What went wrong? Looking back, it boils down to priorities. Not going grocery shopping did me in. I should have jumped out of bed Saturday morning and gone straight to the grocery store rather than doing cleaning/organizing. I’ve been trying to do some de-cluttering every weekend, but the de-cluttering should have been a lower priority than the grocery shopping trip. I shouldn’t have let myself get into the position of being that hungry, because I get irrational. I don’t give a rat’s ass about healthy eating when I get that hungry.
Also, I hate to admit it, but I should have gotten up earlier on Saturday. Beauty sleep be damned - there just wasn’t enough time in the day. If I’d gotten my arse out of bed there would have been more time. If I’d shifted the hospital visit to earlier in the day, there would have been time for the workout before dinner.

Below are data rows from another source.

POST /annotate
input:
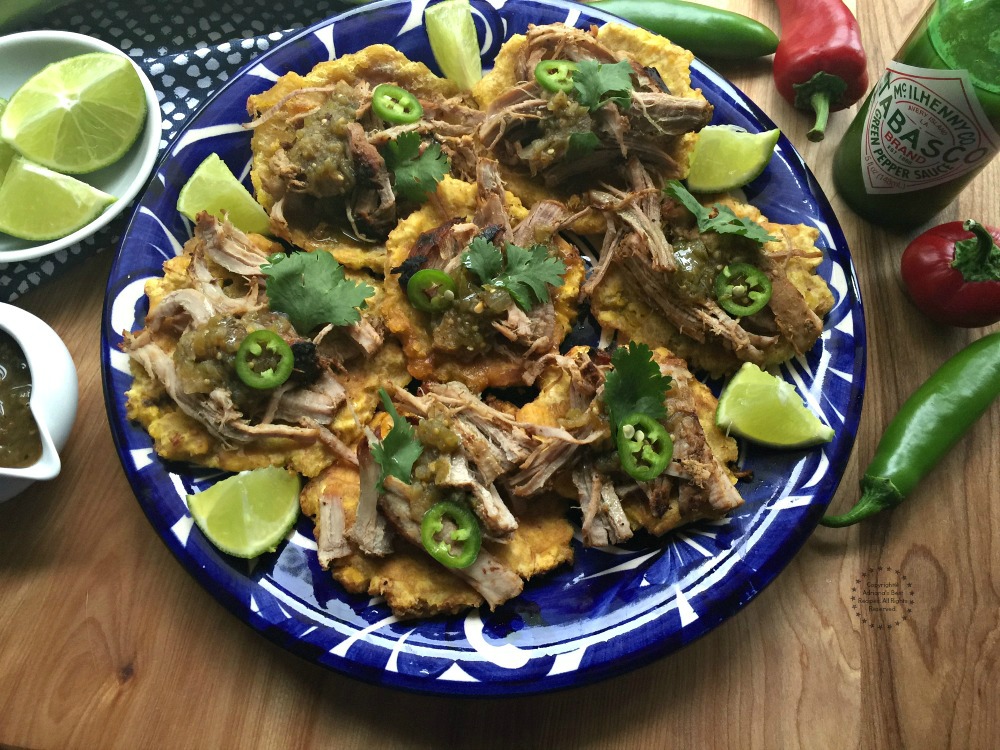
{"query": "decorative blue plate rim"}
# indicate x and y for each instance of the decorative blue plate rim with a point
(614, 609)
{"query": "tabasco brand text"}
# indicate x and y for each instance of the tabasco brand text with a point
(925, 127)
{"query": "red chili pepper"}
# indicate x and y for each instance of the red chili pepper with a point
(820, 64)
(952, 274)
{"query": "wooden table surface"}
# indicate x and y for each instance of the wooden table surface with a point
(105, 641)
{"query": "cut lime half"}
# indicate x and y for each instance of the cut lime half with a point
(77, 115)
(452, 34)
(250, 513)
(765, 409)
(38, 204)
(214, 188)
(726, 157)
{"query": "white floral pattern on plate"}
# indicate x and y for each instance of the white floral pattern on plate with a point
(615, 608)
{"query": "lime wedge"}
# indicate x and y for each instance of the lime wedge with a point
(6, 152)
(760, 407)
(39, 204)
(249, 513)
(452, 34)
(214, 188)
(726, 157)
(77, 115)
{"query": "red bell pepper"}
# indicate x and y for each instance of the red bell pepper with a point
(820, 63)
(952, 274)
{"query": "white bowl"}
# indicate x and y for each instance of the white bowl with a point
(54, 393)
(21, 56)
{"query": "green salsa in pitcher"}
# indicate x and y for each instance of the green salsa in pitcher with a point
(930, 124)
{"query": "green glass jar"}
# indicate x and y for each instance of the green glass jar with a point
(930, 124)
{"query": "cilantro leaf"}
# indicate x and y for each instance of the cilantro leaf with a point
(399, 449)
(717, 217)
(634, 384)
(528, 273)
(524, 273)
(415, 174)
(596, 84)
(311, 289)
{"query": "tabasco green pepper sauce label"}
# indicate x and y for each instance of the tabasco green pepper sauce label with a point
(924, 127)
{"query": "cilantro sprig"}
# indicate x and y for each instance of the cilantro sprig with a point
(717, 217)
(524, 272)
(399, 449)
(312, 290)
(595, 84)
(634, 385)
(415, 173)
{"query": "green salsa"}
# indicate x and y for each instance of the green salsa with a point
(20, 443)
(967, 35)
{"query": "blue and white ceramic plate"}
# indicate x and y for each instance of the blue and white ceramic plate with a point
(615, 608)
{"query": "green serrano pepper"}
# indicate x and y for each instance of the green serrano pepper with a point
(706, 31)
(930, 422)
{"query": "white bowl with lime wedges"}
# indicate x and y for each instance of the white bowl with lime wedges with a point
(79, 135)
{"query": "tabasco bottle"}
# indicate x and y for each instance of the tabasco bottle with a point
(930, 124)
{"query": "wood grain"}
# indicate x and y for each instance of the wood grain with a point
(105, 642)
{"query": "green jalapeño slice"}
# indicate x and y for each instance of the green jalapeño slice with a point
(431, 290)
(264, 360)
(555, 75)
(396, 105)
(742, 289)
(644, 447)
(450, 533)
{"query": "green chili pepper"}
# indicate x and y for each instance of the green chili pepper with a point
(396, 105)
(926, 427)
(742, 289)
(456, 546)
(264, 360)
(706, 31)
(644, 446)
(431, 290)
(555, 75)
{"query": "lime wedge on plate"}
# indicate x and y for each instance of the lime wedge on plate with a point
(249, 513)
(214, 188)
(452, 34)
(726, 157)
(38, 204)
(765, 409)
(77, 115)
(6, 152)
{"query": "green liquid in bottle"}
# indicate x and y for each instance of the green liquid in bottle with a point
(953, 35)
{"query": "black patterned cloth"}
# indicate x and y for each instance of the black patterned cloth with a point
(188, 48)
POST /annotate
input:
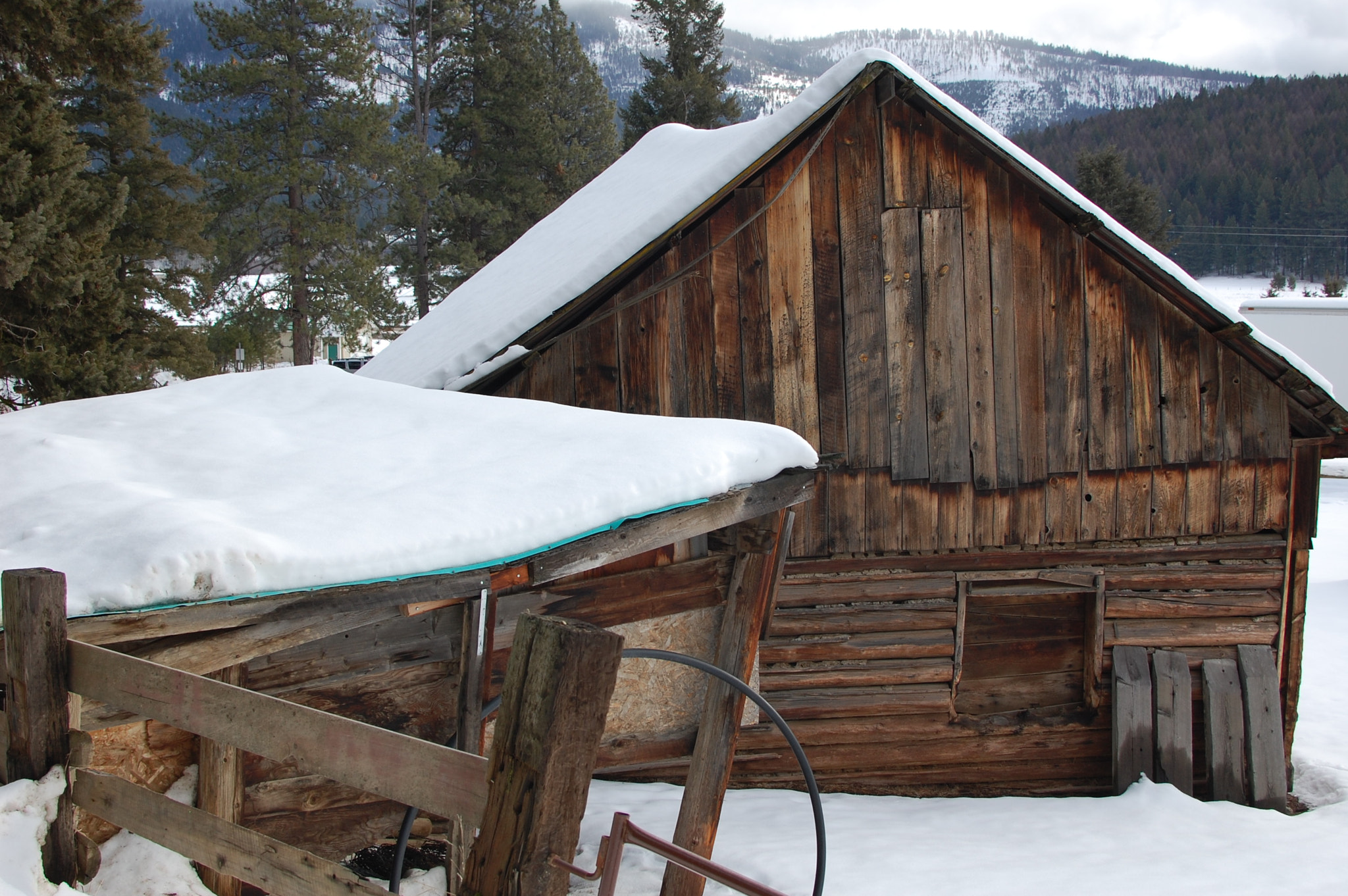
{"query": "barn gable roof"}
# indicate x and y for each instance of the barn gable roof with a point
(675, 174)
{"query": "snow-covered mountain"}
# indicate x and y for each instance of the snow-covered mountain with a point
(1013, 82)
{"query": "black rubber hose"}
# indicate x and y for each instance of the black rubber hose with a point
(821, 852)
(396, 876)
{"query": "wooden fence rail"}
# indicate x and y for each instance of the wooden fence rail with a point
(398, 767)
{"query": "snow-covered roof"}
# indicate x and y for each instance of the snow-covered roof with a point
(302, 478)
(639, 199)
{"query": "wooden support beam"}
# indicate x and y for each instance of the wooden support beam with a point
(1266, 764)
(1133, 721)
(38, 698)
(479, 627)
(402, 768)
(1224, 731)
(1173, 698)
(673, 526)
(751, 592)
(556, 697)
(232, 851)
(220, 789)
(1093, 654)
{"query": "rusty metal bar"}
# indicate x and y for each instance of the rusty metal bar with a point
(625, 832)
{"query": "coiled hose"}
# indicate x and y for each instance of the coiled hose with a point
(640, 653)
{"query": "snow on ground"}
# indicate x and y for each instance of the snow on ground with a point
(208, 488)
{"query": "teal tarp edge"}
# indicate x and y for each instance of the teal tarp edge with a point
(448, 570)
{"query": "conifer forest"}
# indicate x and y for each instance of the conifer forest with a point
(336, 167)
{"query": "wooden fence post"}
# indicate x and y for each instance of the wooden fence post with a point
(220, 789)
(751, 593)
(558, 684)
(38, 698)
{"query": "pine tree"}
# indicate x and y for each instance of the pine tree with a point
(294, 147)
(421, 41)
(1106, 181)
(78, 170)
(688, 86)
(579, 109)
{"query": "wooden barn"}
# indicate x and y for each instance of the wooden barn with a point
(1043, 439)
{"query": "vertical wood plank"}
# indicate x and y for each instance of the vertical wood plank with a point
(847, 511)
(698, 324)
(1062, 509)
(1168, 507)
(1211, 403)
(906, 340)
(558, 684)
(1029, 334)
(1203, 499)
(977, 317)
(828, 299)
(38, 698)
(1106, 361)
(728, 357)
(856, 136)
(944, 167)
(1064, 356)
(946, 361)
(220, 789)
(1181, 372)
(791, 270)
(920, 516)
(1134, 506)
(955, 515)
(1238, 497)
(1173, 698)
(1224, 731)
(1266, 762)
(1099, 506)
(1004, 360)
(1143, 359)
(751, 592)
(1133, 720)
(596, 362)
(755, 326)
(1093, 653)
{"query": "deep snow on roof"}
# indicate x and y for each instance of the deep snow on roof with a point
(640, 197)
(301, 478)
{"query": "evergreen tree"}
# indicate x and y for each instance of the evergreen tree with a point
(78, 167)
(523, 115)
(580, 112)
(421, 39)
(1106, 181)
(294, 147)
(688, 86)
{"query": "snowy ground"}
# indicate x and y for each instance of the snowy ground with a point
(1150, 838)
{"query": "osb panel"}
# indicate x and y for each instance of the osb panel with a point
(150, 753)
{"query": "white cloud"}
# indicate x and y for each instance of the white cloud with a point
(1262, 37)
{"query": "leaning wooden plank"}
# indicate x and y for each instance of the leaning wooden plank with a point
(1133, 755)
(1173, 693)
(1224, 731)
(231, 851)
(373, 759)
(1266, 763)
(669, 527)
(558, 684)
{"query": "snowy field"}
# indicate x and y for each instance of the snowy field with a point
(1152, 838)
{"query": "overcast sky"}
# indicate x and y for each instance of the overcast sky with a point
(1262, 37)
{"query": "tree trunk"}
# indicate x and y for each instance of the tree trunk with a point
(302, 344)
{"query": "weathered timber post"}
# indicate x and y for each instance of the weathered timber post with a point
(748, 600)
(558, 684)
(38, 698)
(220, 789)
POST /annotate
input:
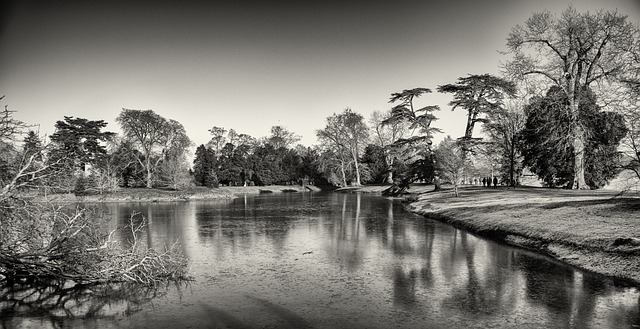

All in all, though, it’s not the end of the world. The scale is up, but it will go down again. I made some bad eating decisions, but I also made good eating decisions. My “bad weekend” was nowhere near as bad as the weekends I had before I was being health-aware.
I’m not having a terribly hard time getting over the food mistakes. I’m more annoyed with myself about not doing my couch to 5k run. Not doing the couch to 5k run has set my 5k training plan back; the missed run shifts the workouts I’ll be doing for the next 6 weeks. Since I’ve got my sights set on a specific 5k to run, now I have a tad less flexibility when it comes to repeating days or weeks as the running gets more intense.
Oh well. Time to move on. Tonight, the gym and I will get reacquainted. Sorry I blew you off Saturday, gym!
* Even though I suspect moths are a low-point choice, I'm not eating moths. Period. I ate a stir-fried silkworm pupa once when I was overseas ... I'm not eating bugs again. Blech.
** Remember, Monday is always workout night - I meet up with my husband, a friend, and a trainer.